Contradictions, conflicts, and divides
This class contradiction in the SNP – between a leadership that is wedded to capitalism and a radicalised rank-and-file who are looking for a genuine alternative to austerity – will lead to continuous conflict with, and eventually massive disillusionment in, the SNP leadership, due to their unashamed commitment to the current system.
Socialists must stand for socialism first and foremost if they are to stand for anything at all. Those who shy away from arguing for a clear socialist alternative and instead put false obstacles in the path, risk becoming a self-fulfilling prophecy and could find themselves supporting interests hostile to socialism.
The SNP leadership does not have a revolutionary outlook, and cannot imagine a world without capitalism; to them it is impossible that the working class could ever take control of the country’s resources and democratically run them in the interest of society instead of individual profit. Their loyal respect for the rules, regulations and laws that ties people down into this exploitative system mean they could never deliver radical change.
The decision to re-privatise a crucial section of Scotland’s infrastructure is a clear example of this outlook. When asked why – in the face of overwhelming support for nationalisation – they chose to hand over the railways to private hands, the SNP leaders simply shrug their shoulders and complain that they don’t have the power to nationalise, effectively blaming Scottish people for rejecting independence – which we are told would certainly have delivered nationalisation, albeit in a limited fashion and likely at the cost to other public services.
But the question remains, if they are truly the defenders of the Scottish people, then why did the SNP leaders not use their powerful support, their heightened popularity, and the overwhelming support of Scottish society to announce nationalisation de-facto and rally the population in support? The answer is clear; they are in awe of capitalist laws and are not prepared to break with the current system and the interests of the bosses and bankers. Furthermore, they have no faith in the independent revolutionary potential of Scottish working people – a fact that doesn’t even enter their heads.
SNP leaders: managers for big business
At such a juncture an important question must be asked: if the SNP leaders cannot break with the laws of the current system, then can they be anything more than mere managers for big business?
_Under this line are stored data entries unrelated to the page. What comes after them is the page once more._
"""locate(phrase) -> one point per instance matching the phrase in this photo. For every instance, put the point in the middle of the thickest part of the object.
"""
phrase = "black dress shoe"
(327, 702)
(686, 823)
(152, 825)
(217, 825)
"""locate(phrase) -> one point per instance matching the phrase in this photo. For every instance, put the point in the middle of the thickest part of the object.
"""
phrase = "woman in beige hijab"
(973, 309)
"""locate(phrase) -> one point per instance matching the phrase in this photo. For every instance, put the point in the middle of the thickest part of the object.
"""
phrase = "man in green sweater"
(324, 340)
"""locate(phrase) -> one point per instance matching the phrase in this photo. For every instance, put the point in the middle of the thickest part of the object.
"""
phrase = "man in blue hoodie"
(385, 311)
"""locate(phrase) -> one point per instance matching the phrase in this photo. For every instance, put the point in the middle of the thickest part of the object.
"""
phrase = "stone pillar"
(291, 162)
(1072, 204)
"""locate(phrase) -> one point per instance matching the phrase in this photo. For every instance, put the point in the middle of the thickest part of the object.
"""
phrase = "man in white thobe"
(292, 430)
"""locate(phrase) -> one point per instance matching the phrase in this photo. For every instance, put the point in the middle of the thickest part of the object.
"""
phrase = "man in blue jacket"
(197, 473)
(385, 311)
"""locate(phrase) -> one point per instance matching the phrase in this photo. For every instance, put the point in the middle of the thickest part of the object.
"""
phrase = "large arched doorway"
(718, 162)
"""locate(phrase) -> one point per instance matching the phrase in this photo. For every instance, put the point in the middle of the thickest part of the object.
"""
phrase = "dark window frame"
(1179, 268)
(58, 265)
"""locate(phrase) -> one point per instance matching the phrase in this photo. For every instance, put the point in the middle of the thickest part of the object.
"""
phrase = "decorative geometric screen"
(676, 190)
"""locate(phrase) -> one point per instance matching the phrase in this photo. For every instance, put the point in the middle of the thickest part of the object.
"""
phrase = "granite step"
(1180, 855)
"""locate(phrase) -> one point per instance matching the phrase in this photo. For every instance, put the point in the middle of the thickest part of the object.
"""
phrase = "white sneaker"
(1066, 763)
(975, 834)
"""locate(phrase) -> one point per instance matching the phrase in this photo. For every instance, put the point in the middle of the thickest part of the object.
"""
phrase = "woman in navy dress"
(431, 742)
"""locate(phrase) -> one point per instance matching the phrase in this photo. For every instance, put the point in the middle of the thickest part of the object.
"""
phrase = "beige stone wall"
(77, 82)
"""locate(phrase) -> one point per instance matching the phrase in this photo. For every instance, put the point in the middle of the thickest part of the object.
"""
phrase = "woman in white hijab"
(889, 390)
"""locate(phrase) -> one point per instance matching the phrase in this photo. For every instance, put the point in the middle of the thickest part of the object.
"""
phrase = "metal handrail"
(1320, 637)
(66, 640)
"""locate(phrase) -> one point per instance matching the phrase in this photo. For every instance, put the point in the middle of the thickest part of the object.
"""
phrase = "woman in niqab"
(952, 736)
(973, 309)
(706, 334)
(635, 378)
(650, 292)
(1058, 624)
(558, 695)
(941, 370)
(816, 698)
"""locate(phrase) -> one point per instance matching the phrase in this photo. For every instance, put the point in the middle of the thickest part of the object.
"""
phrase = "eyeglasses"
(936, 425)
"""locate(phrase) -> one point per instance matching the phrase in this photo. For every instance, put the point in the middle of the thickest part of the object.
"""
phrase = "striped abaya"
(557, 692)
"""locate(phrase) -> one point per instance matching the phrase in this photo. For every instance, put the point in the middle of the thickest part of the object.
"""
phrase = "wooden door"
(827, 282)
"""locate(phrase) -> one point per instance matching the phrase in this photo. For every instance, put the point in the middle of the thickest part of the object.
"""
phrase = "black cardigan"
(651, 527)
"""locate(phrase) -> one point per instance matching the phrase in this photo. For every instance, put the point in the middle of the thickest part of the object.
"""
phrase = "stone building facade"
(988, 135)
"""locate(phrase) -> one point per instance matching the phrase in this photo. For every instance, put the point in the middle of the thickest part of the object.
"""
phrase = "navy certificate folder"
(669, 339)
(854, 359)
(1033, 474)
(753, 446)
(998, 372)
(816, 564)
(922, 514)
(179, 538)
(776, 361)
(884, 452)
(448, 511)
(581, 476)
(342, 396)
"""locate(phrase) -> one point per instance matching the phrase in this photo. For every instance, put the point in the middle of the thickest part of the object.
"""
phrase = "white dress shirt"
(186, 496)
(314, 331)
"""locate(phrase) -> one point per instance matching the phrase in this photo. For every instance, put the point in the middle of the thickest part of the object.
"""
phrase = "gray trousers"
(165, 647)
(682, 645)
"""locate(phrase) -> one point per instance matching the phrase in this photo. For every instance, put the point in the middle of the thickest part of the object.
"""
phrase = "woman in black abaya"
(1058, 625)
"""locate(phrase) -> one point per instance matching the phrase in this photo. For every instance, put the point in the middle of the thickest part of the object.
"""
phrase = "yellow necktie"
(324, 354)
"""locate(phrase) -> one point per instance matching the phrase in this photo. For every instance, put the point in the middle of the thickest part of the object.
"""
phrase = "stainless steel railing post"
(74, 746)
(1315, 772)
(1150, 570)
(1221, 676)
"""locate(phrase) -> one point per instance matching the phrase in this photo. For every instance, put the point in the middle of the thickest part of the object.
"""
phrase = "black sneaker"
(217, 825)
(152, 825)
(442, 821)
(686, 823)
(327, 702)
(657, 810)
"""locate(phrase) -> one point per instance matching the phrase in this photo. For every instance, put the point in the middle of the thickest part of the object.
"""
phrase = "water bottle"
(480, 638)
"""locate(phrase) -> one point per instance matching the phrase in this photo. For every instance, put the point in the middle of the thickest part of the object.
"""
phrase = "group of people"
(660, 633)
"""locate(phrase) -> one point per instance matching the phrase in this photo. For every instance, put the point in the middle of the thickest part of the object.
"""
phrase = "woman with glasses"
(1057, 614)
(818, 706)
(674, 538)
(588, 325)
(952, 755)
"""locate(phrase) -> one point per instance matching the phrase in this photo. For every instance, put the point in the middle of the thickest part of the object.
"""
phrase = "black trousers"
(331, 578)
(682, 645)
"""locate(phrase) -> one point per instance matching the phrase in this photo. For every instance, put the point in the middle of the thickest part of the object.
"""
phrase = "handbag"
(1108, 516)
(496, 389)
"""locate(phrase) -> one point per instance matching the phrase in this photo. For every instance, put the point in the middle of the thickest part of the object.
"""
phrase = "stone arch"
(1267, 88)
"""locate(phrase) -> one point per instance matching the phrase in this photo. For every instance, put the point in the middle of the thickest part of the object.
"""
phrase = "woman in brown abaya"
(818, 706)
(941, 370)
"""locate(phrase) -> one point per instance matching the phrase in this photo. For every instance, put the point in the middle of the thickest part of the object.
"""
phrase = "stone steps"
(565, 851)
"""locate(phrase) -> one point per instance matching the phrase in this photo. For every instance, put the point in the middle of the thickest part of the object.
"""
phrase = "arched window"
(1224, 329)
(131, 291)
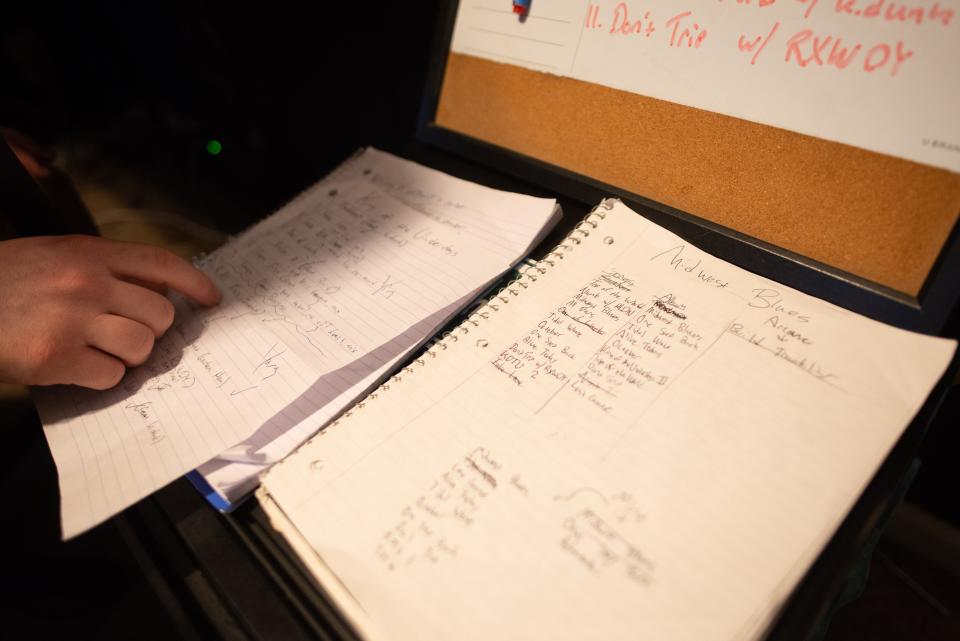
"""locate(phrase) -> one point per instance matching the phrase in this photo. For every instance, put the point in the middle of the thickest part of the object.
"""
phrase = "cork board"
(875, 216)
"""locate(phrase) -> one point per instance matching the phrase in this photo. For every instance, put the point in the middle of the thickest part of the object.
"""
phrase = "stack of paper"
(320, 300)
(639, 441)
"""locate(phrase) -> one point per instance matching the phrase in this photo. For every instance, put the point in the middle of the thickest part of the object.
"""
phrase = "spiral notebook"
(633, 436)
(319, 300)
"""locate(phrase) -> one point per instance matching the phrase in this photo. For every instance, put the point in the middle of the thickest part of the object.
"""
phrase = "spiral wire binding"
(574, 238)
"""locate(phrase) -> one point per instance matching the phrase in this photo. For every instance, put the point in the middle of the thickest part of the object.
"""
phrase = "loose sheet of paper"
(338, 274)
(506, 222)
(643, 438)
(870, 73)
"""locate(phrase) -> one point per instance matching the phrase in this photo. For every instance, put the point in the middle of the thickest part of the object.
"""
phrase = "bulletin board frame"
(928, 310)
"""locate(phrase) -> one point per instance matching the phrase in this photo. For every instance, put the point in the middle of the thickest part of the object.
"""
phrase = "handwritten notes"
(506, 224)
(885, 65)
(640, 436)
(327, 291)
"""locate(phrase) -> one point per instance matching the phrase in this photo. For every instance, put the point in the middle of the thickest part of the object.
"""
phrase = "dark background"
(289, 87)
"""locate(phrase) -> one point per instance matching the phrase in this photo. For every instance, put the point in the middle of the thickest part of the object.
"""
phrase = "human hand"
(80, 309)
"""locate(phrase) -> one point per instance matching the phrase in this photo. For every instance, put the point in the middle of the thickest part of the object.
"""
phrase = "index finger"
(161, 267)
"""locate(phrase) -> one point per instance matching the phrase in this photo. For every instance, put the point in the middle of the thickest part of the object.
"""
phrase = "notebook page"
(353, 269)
(645, 438)
(509, 222)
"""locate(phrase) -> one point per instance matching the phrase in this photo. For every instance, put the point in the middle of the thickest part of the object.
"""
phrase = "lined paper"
(334, 277)
(508, 224)
(644, 438)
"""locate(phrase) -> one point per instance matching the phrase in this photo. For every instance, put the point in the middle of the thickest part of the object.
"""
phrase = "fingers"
(126, 339)
(143, 305)
(94, 369)
(158, 266)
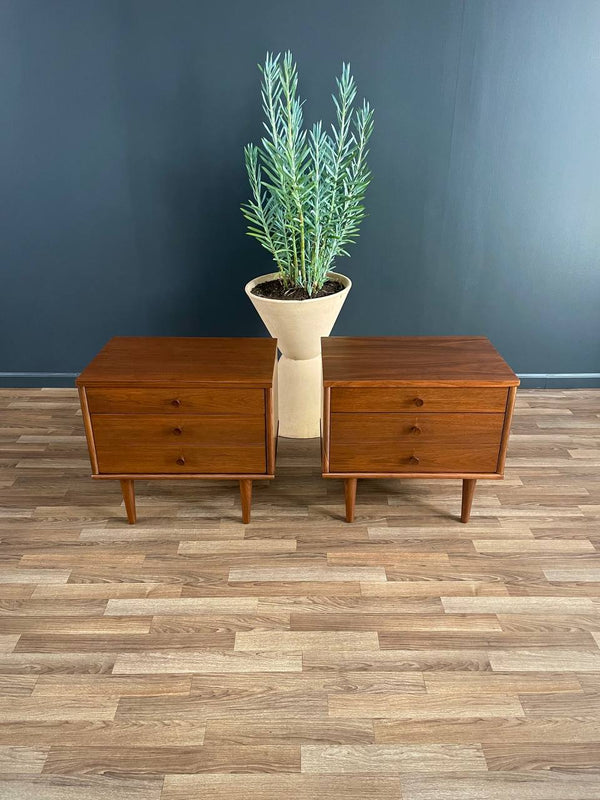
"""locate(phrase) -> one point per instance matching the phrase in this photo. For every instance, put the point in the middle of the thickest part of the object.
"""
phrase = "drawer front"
(245, 402)
(415, 442)
(125, 430)
(375, 399)
(169, 460)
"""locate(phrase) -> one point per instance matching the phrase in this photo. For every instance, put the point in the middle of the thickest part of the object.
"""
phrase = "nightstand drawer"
(425, 399)
(157, 430)
(209, 459)
(415, 442)
(167, 400)
(415, 429)
(423, 458)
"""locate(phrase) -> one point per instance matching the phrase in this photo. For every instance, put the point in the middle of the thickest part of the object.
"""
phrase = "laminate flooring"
(405, 656)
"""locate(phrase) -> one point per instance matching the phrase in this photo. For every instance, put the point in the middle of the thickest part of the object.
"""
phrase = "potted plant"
(306, 207)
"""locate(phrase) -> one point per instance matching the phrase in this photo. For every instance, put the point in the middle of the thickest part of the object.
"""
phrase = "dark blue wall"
(121, 141)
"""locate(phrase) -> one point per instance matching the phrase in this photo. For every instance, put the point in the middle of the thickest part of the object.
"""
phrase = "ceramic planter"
(298, 326)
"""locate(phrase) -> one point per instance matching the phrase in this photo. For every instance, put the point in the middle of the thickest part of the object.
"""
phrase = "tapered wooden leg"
(468, 492)
(128, 491)
(246, 497)
(350, 493)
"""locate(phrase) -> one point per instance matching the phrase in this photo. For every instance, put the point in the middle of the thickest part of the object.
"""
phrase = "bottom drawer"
(415, 443)
(372, 457)
(209, 459)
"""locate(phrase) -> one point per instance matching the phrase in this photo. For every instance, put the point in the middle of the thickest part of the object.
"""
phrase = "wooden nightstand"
(180, 408)
(418, 407)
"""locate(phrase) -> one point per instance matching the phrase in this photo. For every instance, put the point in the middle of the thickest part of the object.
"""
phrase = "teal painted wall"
(122, 171)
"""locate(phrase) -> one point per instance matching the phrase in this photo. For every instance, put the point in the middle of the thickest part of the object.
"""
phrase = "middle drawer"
(112, 430)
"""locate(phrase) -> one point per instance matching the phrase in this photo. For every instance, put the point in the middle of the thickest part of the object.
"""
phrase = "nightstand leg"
(128, 491)
(246, 497)
(468, 492)
(350, 493)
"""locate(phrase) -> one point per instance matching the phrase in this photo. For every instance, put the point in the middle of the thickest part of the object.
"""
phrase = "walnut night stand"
(418, 407)
(180, 408)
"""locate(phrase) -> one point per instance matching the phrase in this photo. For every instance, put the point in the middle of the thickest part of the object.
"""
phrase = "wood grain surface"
(404, 657)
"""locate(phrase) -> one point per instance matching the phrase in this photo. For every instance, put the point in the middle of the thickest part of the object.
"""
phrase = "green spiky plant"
(307, 187)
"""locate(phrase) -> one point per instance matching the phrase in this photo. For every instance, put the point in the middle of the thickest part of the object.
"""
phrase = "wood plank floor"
(406, 656)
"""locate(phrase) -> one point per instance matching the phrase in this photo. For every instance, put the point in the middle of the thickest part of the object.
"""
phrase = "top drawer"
(424, 399)
(179, 401)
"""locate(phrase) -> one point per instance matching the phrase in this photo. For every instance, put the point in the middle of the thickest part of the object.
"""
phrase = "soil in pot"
(275, 290)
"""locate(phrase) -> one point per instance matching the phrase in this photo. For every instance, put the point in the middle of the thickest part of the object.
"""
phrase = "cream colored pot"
(298, 326)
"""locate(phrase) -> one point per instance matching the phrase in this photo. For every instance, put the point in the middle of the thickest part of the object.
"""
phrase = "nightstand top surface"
(134, 360)
(414, 361)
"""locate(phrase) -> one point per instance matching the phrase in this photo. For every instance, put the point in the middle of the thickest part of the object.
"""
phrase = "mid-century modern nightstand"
(422, 407)
(180, 408)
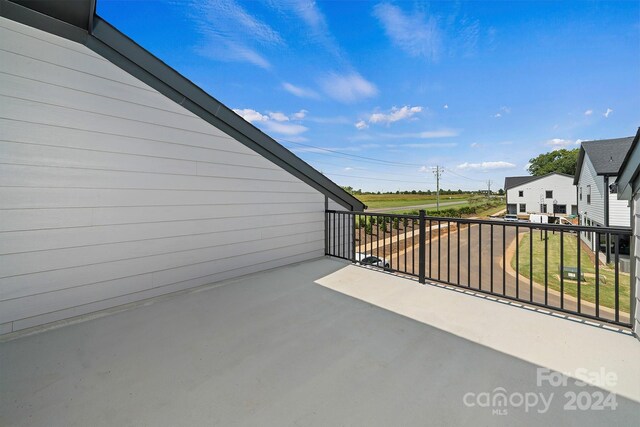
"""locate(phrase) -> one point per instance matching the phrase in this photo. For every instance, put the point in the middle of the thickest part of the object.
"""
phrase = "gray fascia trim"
(119, 49)
(26, 16)
(606, 201)
(576, 177)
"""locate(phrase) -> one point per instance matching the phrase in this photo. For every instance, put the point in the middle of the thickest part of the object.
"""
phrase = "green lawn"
(374, 201)
(587, 286)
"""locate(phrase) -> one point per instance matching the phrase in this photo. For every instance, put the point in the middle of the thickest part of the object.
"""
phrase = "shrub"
(368, 228)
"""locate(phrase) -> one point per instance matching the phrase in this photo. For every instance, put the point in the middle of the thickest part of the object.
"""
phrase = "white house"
(597, 168)
(121, 180)
(553, 193)
(627, 188)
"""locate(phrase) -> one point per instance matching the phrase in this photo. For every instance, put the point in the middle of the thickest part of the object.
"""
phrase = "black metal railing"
(580, 270)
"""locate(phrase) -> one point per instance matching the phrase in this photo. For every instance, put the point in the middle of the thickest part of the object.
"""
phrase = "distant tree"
(561, 161)
(348, 189)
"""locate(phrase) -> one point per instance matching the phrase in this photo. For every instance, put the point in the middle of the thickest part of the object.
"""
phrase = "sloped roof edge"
(107, 41)
(515, 181)
(606, 155)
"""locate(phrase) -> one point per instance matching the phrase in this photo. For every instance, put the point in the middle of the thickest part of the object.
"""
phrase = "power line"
(438, 172)
(353, 155)
(372, 178)
(462, 176)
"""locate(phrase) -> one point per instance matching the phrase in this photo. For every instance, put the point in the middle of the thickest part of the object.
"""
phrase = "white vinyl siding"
(588, 177)
(535, 192)
(618, 209)
(636, 260)
(111, 193)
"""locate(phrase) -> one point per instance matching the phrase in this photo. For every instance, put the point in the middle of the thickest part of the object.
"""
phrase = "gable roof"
(606, 155)
(76, 20)
(515, 181)
(629, 170)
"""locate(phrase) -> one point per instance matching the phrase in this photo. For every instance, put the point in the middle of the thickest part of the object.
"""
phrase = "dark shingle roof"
(606, 155)
(514, 181)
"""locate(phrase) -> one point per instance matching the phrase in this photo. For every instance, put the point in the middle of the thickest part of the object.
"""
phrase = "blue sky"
(375, 94)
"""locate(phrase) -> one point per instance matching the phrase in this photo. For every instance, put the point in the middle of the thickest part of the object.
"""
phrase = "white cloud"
(251, 115)
(317, 29)
(300, 92)
(230, 33)
(484, 166)
(284, 128)
(337, 120)
(396, 114)
(299, 115)
(348, 88)
(416, 34)
(558, 143)
(271, 122)
(278, 116)
(442, 133)
(502, 111)
(423, 145)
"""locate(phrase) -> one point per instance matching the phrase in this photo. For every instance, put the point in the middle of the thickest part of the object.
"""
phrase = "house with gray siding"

How will the party cope when future critical moments present themselves and pressure from markets to attack workers’ conditions is ramped up?
The special position the SNP has enjoyed by being a party that can shun responsibility and blame all unpopular policies on Westminster is coming to an end. Soon, Scottish governments may well be setting their own fully-funded budgets and face the same pressure that is being felt around the world – the pressure to be “competitive” under international capitalism – will come directly to bear.
However even without such powers, the SNP leaders seem content continuing to faithfully manage the system in Scotland on behalf of, and within the confines, of the British state. For now the supporters of the SNP are left with a clear warning of the real character and outlook of the present SNP leadership.
For a revolutionary leadership with a socialist programme!
More than ever, the workers of the world need a leadership with an independent class outlook and a revolutionary socialist programme. Only on this basis is it possible to channel all the discontent that is bubbling under the surface of this rotten system, uniting the working class together into a movement bound by common socialist interests. Such a movement would be unstoppable and would truly strike at the heart of the problem, providing real power to accomplish a fundamental change.
Our economic assets and public services should be socially owned and democratically run for everyone’s benefit, instead of being squandered on the private profits of the rich. In the end, only a bold socialist programme, as an alternative to capitalist private control, will achieve this.